Table 1. Data coverage. Percentages rounded down in each case.

Date range 1989–2015
Publication count 1300
DOIs (%) 97
PMIDs (%) 95
Publication title (%) 100
Year published (%) 100

Data description

To make this list of publications available to others in as useful way as possible we exported it from our Zotero library in two different formats: BibTeX format to be able to import into any reference manager and comma separated variable (CSV) to allow import into analysis tools to do bibliometric analysis with. Both of these formats are described in Table 2 and Table 3, respectively. Zotero v5.0.56 was used to export the data.

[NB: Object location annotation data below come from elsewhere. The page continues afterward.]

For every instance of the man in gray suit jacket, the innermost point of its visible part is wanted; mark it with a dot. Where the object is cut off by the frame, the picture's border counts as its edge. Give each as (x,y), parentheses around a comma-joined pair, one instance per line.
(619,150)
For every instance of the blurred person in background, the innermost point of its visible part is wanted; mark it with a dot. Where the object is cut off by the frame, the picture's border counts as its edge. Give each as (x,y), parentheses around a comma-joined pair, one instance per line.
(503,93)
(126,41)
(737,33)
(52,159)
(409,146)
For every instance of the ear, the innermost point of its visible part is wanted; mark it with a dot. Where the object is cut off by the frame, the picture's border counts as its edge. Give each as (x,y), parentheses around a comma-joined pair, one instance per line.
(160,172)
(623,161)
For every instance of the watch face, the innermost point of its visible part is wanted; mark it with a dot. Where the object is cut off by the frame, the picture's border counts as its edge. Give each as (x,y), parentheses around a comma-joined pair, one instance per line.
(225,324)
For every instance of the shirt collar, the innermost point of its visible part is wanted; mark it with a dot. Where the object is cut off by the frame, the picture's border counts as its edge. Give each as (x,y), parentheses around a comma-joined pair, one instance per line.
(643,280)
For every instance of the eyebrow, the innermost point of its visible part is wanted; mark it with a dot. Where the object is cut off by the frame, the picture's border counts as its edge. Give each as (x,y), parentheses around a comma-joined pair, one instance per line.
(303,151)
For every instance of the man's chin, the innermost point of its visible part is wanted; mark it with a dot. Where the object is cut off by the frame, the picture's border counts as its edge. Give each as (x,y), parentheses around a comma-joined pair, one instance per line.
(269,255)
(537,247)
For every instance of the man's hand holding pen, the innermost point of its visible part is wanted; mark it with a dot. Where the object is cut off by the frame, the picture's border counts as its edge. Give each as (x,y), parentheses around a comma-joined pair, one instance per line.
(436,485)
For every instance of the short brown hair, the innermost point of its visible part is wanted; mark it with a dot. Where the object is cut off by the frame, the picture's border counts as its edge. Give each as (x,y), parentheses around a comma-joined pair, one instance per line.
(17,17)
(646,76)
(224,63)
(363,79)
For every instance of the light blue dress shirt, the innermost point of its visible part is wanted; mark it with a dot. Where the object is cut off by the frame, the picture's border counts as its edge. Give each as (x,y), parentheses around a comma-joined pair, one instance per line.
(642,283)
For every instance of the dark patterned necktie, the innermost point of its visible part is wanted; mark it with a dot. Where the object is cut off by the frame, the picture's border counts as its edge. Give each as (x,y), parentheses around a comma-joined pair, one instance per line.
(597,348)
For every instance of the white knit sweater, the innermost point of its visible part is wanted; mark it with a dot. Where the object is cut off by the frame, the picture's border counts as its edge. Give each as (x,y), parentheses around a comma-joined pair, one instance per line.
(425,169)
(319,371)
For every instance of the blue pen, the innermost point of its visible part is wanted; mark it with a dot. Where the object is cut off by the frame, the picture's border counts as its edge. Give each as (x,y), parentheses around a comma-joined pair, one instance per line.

Table 2. A data description of the BibTeX ALSPAC peer reviewed publications list to 2015.

Variable Description
citation key A unique identifier
title Article title
author Name(s) of author(s)
abstract Article abstract
journal Journal title
volume Journal volume
number Journal issue
pages Article page numbers in the journal
year Year published
month Month published
keywords Article keywords
issn International Standard Serial Number
doi Digital Object Identifier
pmid PubMed identifier
pmcid PubMed Central identifier

Table 3. A data description of the CSV file of ALSPAC peer reviewed publications list to 2015.

Variable Description
Year Year published
Author Name(s) of author(s)
Title Article title
Publication title Journal title
ISSN International Standard Serial Number
DOI Direct Object Identifier
Abstract Note Article abstract
Date Date article published
Pages Article page numbers in the journal
Issue Journal issue
Volume Journal volume
Extra PubMed and/or PubMed Central ID;
Manual tags Article keywords

Data availability

The cleaned BibTeX and CSV data described here are available at Zenodo. DOI: https://doi.org/10.5281/zenodo.2276785 6.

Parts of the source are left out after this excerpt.